Spielabbruch bei Testmatch. Nach zahlreichen Fouls und Kritik an einigen Schiedsrichter-Eintscheidungen brach Dragonz-Coach Dusan Kozlica das „sehr körperbetonte“ Testspiel gegen Fürstenfeld ab.

Von Peter Wagentristl. Erstellt am 12. September 2019 (13:56)
BBC Nord Dragonz-Coach Dusan Kozlica (r.) brach das Testspiel gegen Fürstenfeld nach vielen Fouls und harten Zweikämpfen ab. Im Bild mit BBC Nord-Obmann Roland Knor (l.).
zVg/BBC Nord

Eisenstadt. Der BBC Nord startet kommende Woche in seine zweite Saison in der 2. Bundesliga. Als Einstimmung stand am Mittwoch ein Testmatch gegen die Fürstenfeld Panthers am Programm. „Wir sind zwei Stunden als klare Außenseiter angereist   wir wollten nur spielen, das Ergebnis war nebensächlich“, erklärt Head-Coach Dusan Kozlica gegenüber der BVZ. In Fürstenfeld seien dann keine Schiedsrichter der 2. Bundesliga am Feld gestanden, sondern aus Ligen darunter.

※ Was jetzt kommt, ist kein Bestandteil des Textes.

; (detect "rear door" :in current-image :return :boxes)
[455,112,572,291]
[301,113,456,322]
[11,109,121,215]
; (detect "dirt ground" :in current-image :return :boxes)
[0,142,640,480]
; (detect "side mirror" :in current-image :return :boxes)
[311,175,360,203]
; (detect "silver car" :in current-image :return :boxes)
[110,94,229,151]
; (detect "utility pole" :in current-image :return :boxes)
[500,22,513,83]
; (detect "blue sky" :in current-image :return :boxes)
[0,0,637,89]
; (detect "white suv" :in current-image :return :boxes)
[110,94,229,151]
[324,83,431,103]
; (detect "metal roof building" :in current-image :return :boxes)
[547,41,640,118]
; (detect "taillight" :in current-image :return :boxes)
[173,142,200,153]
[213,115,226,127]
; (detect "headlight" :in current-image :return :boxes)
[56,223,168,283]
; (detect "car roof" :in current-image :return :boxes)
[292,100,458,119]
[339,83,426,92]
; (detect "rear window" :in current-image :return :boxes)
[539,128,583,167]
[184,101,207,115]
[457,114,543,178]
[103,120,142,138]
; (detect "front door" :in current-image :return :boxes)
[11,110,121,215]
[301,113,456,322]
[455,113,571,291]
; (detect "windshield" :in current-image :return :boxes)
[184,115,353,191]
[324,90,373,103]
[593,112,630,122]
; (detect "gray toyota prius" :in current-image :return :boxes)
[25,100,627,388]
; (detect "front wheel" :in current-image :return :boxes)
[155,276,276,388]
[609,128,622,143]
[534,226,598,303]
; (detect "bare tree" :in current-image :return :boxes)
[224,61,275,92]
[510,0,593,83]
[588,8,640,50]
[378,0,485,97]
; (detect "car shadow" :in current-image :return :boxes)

„Die Referees hatten von Beginn an Probleme das Spiel unter Kontrolle zu bringen. Beide Teams haben sehr körperbetont gespielt – Fürstenfeld sogar noch mehr als wir“, ärgert sich Kozlica noch im Nachhinein. Dennoch haben die Dragonz mehr Fouls kassiert, als die Gastgeber. Zu Unrecht, wie der Head-Coach meint. Die drei unsportlichen und zwei technischen Fouls gegen sein Team kann er nicht nachvollziehen. „Eines kann man vielleicht geben, aber in Summe war es ein Witz.“

Im dritten Viertel verletzte sich auch noch Fürstenfelds Fabian Richter, der unterm Korb umknickte. „Das ist natürlich Pech. Aber wenn die Schiedsrichter schlecht eingreifen, ist die Gefahr, dass so etwas passiert, eben höher“, so Kozlica. Schließlich habe er nicht mehr anders können, als die Partie zu beenden, um weiteren Unfällen vorzubeugen.

"Keine negativen Emotionen" nach Eklat

In Fürstenfeld sieht man den Abbruch des Testspiels als Eklat: „So etwas habe ich in meiner langen Karriere noch nicht erlebt“, so Christoph Nagler, Obmann-Stellvertreter der Fürstenfeld Panthers, im Zuge einer Facebook-Meldung der Panthers. Jede Aktion des Schiedsrichters sei von Dragonz inklusive Trainer kommentiert worden, „das war meiner Meinung nach einfach nur peinlich.“ Eisenstadt-Coach Kozlica betont unterdessen, „keine negativen Emotionen gegenüber Spielern, Trainer, Verein oder Fans der Panthers“ zu haben.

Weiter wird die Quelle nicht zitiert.